Stephen kehrt immer wieder an dieselben Orte im Nordwesten Englands zurück. Er beobachtet gerne, wie sich seine Lieblingsbäume im Laufe der Jahreszeiten verändern. Wenn er an einen neuen Ort kommt, erkundet er zuerst die Landschaft und notiert sich die Orte, an die er zurückkehren möchte.

Wenn du Meereslandschaften fotografierst, „musst du die Gezeiten kennen“, rät er. „Normalerweise fotografiere ich bei ablaufender Flut. Wenn du bei auflaufender Flut fotografierst, wirst du feststellen, dass sich deine Kamera während der Belichtung bewegt, so dass deine Bilder nicht scharf werden. Bei ablaufender Flut ist es viel ruhiger.

Stephen fotografiert am liebsten im Herbst, da es besser ist, einen bedeckten oder sogar bewölkten Tag zu haben, um eine Langzeitbelichtung des Himmels aufzunehmen, da dann natürlich mehr Licht in die Kamera fällt. „Ich fotografiere nie mitten im Sommer, weil ich dann um 2 Uhr nachts aufbrechen müsste, also fange ich normalerweise im September an, wenn die Sonne um 6 Uhr aufgeht. Ich finde heraus, wann an meinen Standorten die Sonne aufgeht und wo das Licht hinfällt. Wenn es trüb und teilweise bewölkt ist, weiß ich, dass ich damit arbeiten kann“, erklärt er. Er beginnt mit einem Blick auf das Histogramm seiner Kamera, um das verfügbare Licht und die zur Verfügung stehende Zeit zu ermitteln.
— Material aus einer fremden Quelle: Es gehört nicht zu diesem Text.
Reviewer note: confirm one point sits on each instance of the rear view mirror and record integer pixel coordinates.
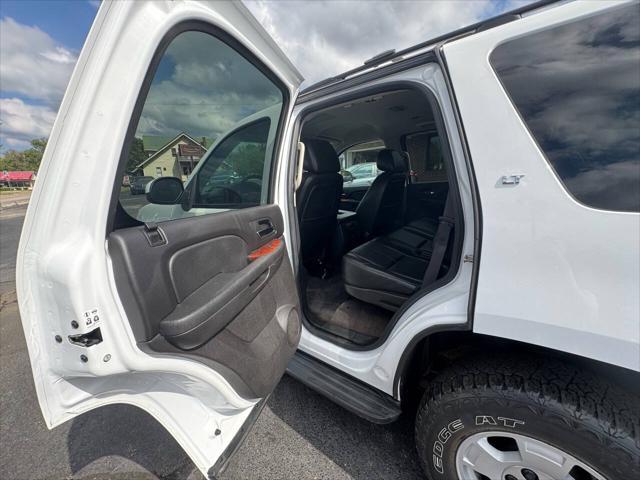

Stephens Fotos strahlen eine melancholische Atmosphäre aus, die zum Teil durch das Thema bedingt ist. Er konzentriert sich auf Industriedenkmäler oder verlassene Gebäude – vernachlässigte Orte, die einst voller Leben waren. „Es zieht mich zu den alten Gebäuden“, sagt er. „Als ich vor kurzem in Anglesey in Wales war, kam ich zufällig an diesem alten Bauernhaus (siehe rechtes Bild oben) vorbei, und ich dachte: Wie lange ist dieser Hof wohl schon verlassen? Und warum mussten sie ihn aufgeben? Wo sind die Leute, die dort gelebt und gearbeitet haben?“

Diese Relikte der Vergangenheit eignen sich auch hervorragend für Schwarz-Weiß-Aufnahmen. „Bei der Schwarz-Weiß-Fotografie steht die Bildkomposition im Mittelpunkt, sie muss stark sein“, fügt er hinzu.

Ausrüstungs-Favoriten

Die Ruinen eines Gebäudes heben sich von einem hellen Himmel ab, die Wolken verschwimmen in der Bewegung.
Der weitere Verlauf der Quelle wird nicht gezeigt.